We performed a DR test last week. During the test and afterwards we experienced a lot of issues that appear to be related to disk corruption (ie: corrupted files, volumes, databases, etc). We used the move option for testing as I wanted to make sure we didn’t lose any data. While moving out to our DR site, we had a few machines that went into Windows recovery on startup. I rolled back and tried again and was able to get them started the second time. We experienced many more issues moving back to our production site and I wasn’t able to easily remediate all of them. In a few instances, we started getting errors about missing or corrupted files on the VMs, services not able to start due to that, etc. I ended up having to recover VMs and files from storage snapshots and Veeam backups at our production site pre-move. Needless to say, this does not instill confidence in Zerto and/or that we would be able to recover in a matter of minutes as designed and promised when we purchased the product if we were to ever need to do a real failover due to a loss of our production site.

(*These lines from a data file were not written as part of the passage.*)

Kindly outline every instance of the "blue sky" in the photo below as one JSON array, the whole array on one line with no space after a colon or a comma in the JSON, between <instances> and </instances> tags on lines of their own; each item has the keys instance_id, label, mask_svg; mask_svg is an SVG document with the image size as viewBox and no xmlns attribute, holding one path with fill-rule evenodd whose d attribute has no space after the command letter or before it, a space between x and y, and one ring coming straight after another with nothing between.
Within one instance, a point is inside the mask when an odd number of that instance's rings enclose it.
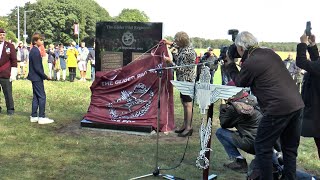
<instances>
[{"instance_id":1,"label":"blue sky","mask_svg":"<svg viewBox=\"0 0 320 180\"><path fill-rule=\"evenodd\" d=\"M0 15L30 0L2 0ZM35 0L31 0L35 1ZM96 0L111 16L122 9L144 11L151 22L163 22L163 35L185 31L191 37L231 39L228 29L253 33L259 41L299 42L306 21L320 37L316 0ZM319 39L319 38L318 38Z\"/></svg>"}]
</instances>

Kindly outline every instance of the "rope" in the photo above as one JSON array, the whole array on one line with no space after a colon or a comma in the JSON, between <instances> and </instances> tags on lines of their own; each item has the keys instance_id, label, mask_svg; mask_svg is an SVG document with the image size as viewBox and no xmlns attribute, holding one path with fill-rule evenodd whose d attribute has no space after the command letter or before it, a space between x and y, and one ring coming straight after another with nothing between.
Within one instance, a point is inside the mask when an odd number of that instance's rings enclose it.
<instances>
[{"instance_id":1,"label":"rope","mask_svg":"<svg viewBox=\"0 0 320 180\"><path fill-rule=\"evenodd\" d=\"M201 150L196 160L196 166L199 169L207 169L210 165L209 159L206 157L206 152L212 151L211 148L207 148L209 139L211 137L211 126L211 118L208 119L206 125L204 124L204 118L202 118L202 123L199 130Z\"/></svg>"}]
</instances>

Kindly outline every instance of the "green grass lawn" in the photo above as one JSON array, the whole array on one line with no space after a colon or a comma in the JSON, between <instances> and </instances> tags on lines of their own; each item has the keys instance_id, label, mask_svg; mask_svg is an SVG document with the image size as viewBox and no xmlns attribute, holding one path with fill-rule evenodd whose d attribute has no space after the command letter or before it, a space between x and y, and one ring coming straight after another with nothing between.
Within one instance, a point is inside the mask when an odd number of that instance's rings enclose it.
<instances>
[{"instance_id":1,"label":"green grass lawn","mask_svg":"<svg viewBox=\"0 0 320 180\"><path fill-rule=\"evenodd\" d=\"M215 81L218 83L219 73ZM89 77L89 75L87 76ZM221 81L220 81L221 82ZM80 128L80 120L90 103L90 82L45 81L47 94L46 114L54 124L30 123L32 88L27 80L13 82L16 114L9 117L0 114L0 179L129 179L152 173L155 168L156 137L129 135ZM1 93L0 105L5 108ZM201 122L195 107L193 126L185 159L174 170L161 173L185 179L201 179L202 171L195 166L200 150ZM217 112L217 107L215 112ZM214 115L213 131L219 127ZM183 111L178 92L175 91L175 121L181 124ZM161 133L159 141L160 168L179 163L187 139L175 134ZM223 167L227 155L213 135L210 172L219 179L244 179L245 175ZM244 154L247 159L252 155ZM310 138L302 138L298 165L320 175L320 163L316 147ZM156 179L156 178L146 178Z\"/></svg>"}]
</instances>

Anyone experienced similar issues? I’m not quite sure where to start on troubleshooting and remediating these issues so they don’t happen again in the future. We are doing VMWare > VMWare replication and all of these systems are Windows Server (mostly 2012 R2 and 2019). Any input is welcome.
Can you please share what version of Zerto you are running? This could be linked to a known issue. If not, its something we can investigate via a case if you still have logs.
We are running 9.0 Update 1.
The bug is on an older version of Zerto so this is not the cause. If you log a ticket we can give you some better answers.